Rouletabille was there, his face all scarred by red scratches, without collar or neck-tie, having hastily resumed his clothes. He appeared furious as he surprised her in his disarray. She let him lead her as though she were a child. He drew her to his room and closed the door.
“Madame,” he commenced, “it is impossible to work with you. Why in the world have you wept not two feet from your step-daughter’s door? You and your Koupriane, you commence to make me regret the Faubourg Poissoniere, you know. Your step-daughter has certainly heard you. It is lucky that she attaches no importance at all to your nocturnal phantasmagorias, and that she has been used to them a long time. She has more sense than you, Mademoiselle Natacha has. She sleeps, or at least she pretends to sleep, which leaves everybody in peace. What reply will you give her if it happens that she asks you the reason to-day for your marching and counter-marching up and down the sitting-room and complains that you kept her from sleeping?”
Matrena only shook her old, old head.
“No, no, she has not heard me. I was there like a shadow, like a shadow of myself. She will never hear me. No one hears a shadow.”
Rouletabille felt returning pity for her and spoke more gently.
“In any case, it is necessary, you must understand, that she should attach no more importance to what you have done to-night than to the things she knows of your doing other nights. It is not the first time, is it, that you have wandered in the sitting-room? You understand me? And to-morrow, madame, embrace her as you always have.”
“No, not that,” she moaned. “Never that. I could not.”
“Why not?”
Matrena did not reply. She wept. He took her in his arms like a child consoling its mother.
“Don’t cry. Don’t cry. All is not lost. Someone did leave the villa this morning.”
“Oh, little domovoi! How is that? How is that? How did you find that out?”
“Since we didn’t find anything inside, it was certainly necessary to find something outside.”
“And you have found it?”
“Certainly.”
“The Virgin protect you!”
“SHE is with us. She will not desert us. I will even say that I believe she has a special guardianship over the Isles. She watches over them from evening to morning.”
“What are you saying?”
“Certainly. You don’t know what we call in France ‘the watchers of the Virgin’?”

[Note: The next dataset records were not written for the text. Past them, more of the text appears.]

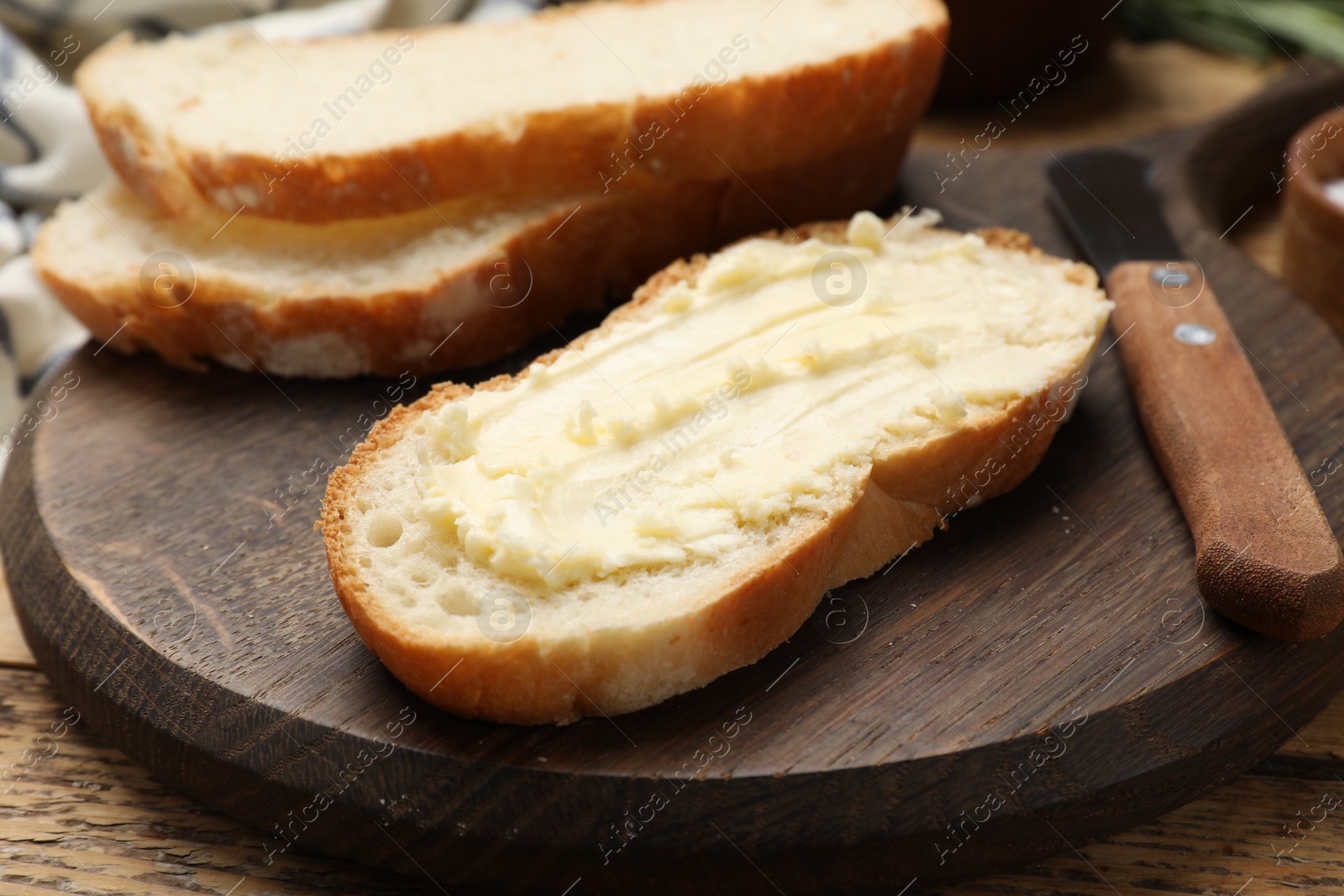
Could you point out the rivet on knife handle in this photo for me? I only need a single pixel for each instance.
(1265, 553)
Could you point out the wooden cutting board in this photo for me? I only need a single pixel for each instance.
(1042, 674)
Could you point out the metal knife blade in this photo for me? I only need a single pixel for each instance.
(1265, 553)
(1108, 204)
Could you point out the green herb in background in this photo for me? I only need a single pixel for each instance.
(1245, 27)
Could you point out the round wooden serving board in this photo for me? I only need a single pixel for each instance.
(1039, 676)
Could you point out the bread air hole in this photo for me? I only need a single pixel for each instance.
(385, 530)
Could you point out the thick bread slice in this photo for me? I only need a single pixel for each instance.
(448, 531)
(381, 296)
(591, 97)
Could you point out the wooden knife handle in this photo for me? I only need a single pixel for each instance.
(1265, 555)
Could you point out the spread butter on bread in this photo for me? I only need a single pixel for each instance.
(669, 497)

“Oh, yes, they are the webs that the dear little beasts of the good God spin between the trees and that...”
“Exactly. You understand me and you will understand further when you know that in the garden the first thing that struck me across the face as I went into it was these watchers of the Virgin spun by the dear little spiders of the good God. At first when I felt them on my face I said to myself, ‘Hold on, no one has passed this way,’ and so I went to search other places. The webs stopped me everywhere in the garden. But, outside the garden, they kept out of the way and let me pass undisturbed down a pathway which led to the Neva. So then I said to myself, ‘Now, has the Virgin by accident overlooked her work in this pathway? Surely not. Someone has ruined it.’ I found the shreds of them hanging to the bushes, and so I reached the river.”
“And you threw yourself into the river, my dear angel. You swim like a little god.”
“And I landed where the other landed. Yes, there were the reeds all freshly broken. And I slipped in among the bushes.”
“Where to?”
“Up to the Villa Krestowsky, madame—where they both live.”
“Ah, it was from there someone came?”
There was a silence between them.
She questioned:
“Boris?”
“Someone who came from the villa and who returned there. Boris or Michael, or another. They went and returned through the reeds. But in coming they used a boat; they returned by swimming.”
Her customary agitation reasserted itself.
She demanded ardently:
“And you are sure that he came here and that he left here?”
“Yes, I am sure of it.”
“How?”
“By the sitting-room window.”
“It is impossible, for we found it locked.”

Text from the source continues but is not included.